Law No. 13.105, of March 16, 2015, the new Brazilian Civil Procedure Code (Código de Processo Civil – CPC), which comes into full force and effect next year, on March 17, 2016, with immediate implementation to all cases (including outstanding processes), establishes the limits of Brazilian jurisdiction. The applicable provisions are outlined below.
As a general rule, the Brazilian judicial authority has jurisdiction to prosecute and judge lawsuits in which: (i) the defendant, regardless of his/her/its nationality, is domiciled in Brazil; (ii) the obligation must be fulfilled in Brazil; or (iii) the lawsuit is based on a fact occurred or an act performed in Brazil. Any legal entity that has a local agency, branch or subsidiary is deemed to be domiciled in Brazil (article 21 and sole paragraph of the CPC).
The Brazilian judicial authority has also jurisdiction to prosecute and judge lawsuits: (i) of alimony, when the creditor is domiciled or resident in Brazil or the defendant keeps links in Brazil, such as possession or ownership of goods, receipt of income or obtaining economic benefit in the country; (ii) those arising from consumer relations, when the consumer is domiciled or resident in Brazil; or (iii) whenever the parties expressly or tacitly submit to the Brazilian jurisdiction (article 22 of the CPC).
Furthermore, the Brazilian judicial authority has exclusive jurisdiction in the following cases: (i) to know lawsuits concerning real estate properties located in Brazil; (ii) in matters of hereditary succession, to proceed to the confirmation of private will and the probation and to the apportionment of assets located in Brazil, even if the plaintiff of the legacy is of foreign nationality or domiciled outside the national territory; and (iii) in divorce, legal separation of spouses or dissolution of stable union, to proceed to the sharing of assets located in Brazil, even if the holder is of foreign nationality or domiciled outside the national territory (article 23 of the CPC).
The lawsuit brought before a foreign court does not induce lis pendens and does not prevent the Brazilian judicial authority to dispose of the same cause and those related to it, except where the context requires otherwise as a result of bilateral agreements and international treaties in force in Brazil. The question pending before the Brazilian jurisdiction does not prevent the ratification of the foreign judicial sentence whenever such ratification is required to produce legal effects in Brazil (article 24 and sole paragraph of the CPC).

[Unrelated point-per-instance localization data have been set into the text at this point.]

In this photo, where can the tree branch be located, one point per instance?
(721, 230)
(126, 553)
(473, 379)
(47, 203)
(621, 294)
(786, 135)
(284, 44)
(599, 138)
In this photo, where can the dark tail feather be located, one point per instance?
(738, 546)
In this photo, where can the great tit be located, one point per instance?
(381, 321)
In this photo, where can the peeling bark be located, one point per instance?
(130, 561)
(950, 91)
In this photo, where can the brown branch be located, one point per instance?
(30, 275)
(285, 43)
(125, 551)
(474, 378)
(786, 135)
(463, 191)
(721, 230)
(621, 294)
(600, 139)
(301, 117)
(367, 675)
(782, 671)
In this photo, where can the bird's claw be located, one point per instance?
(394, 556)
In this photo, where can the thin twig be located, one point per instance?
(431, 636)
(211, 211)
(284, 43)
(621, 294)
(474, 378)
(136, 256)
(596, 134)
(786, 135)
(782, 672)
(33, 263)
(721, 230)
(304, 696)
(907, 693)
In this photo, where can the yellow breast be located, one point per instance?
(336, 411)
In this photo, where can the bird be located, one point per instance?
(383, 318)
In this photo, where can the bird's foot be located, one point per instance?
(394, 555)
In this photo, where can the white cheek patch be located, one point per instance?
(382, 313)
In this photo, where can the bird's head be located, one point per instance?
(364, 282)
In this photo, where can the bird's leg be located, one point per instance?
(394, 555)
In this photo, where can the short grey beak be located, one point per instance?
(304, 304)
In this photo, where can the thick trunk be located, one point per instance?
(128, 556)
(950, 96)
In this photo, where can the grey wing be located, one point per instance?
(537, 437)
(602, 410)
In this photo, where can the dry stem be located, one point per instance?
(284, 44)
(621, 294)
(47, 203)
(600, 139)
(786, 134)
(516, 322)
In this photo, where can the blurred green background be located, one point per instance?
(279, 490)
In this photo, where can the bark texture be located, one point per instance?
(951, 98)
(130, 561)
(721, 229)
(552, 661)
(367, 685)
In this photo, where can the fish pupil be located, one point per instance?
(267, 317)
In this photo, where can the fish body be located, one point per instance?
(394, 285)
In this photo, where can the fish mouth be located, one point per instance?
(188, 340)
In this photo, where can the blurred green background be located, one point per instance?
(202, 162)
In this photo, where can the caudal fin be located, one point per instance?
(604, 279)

No Brazilian judicial authority is responsible for the processing and trial of the lawsuit when there is a choice of exclusive foreign jurisdiction clause in the case of international contracts. If this happens, the foreign defendant must raise the existence of this clause in its defense (article 25 of the CPC).
The parties may modify the jurisdiction on grounds of value and territory, choosing the contractual forum where the lawsuit will be proposed. The contractual forum will only produce legal effects when it is contemplated in a written instrument and refers expressly to a certain legal transaction, and it binds the heirs and successors of the parties. Before the summons, if the contractual forum is deemed to be an abusive clause, it may be declared ineffective by the judge, who will send the court files to the court of domicile of the defendant. When summoned, the defendant will have to claim in the defense that the contractual forum is abusive, under penalty of preclusion (article 63 of the CPC).
Therefore, the Brazilian jurisdiction is not applicable in the case of international contracts, when there is a choice of exclusive foreign jurisdiction clause. The new CPC expressly accepts the parties´ free will to contract and the choice of court agreements will be observed. In summary, as of March 17, 2016 the choice of exclusive foreign jurisdiction clause will not be admitted only when the Brazilian jurisdiction is mandatory (articles 21, 22 and 23 of the CPC).
The content of this article is intended to provide a general guide to the subject matter. Specialist advice should be sought about your specific circumstances.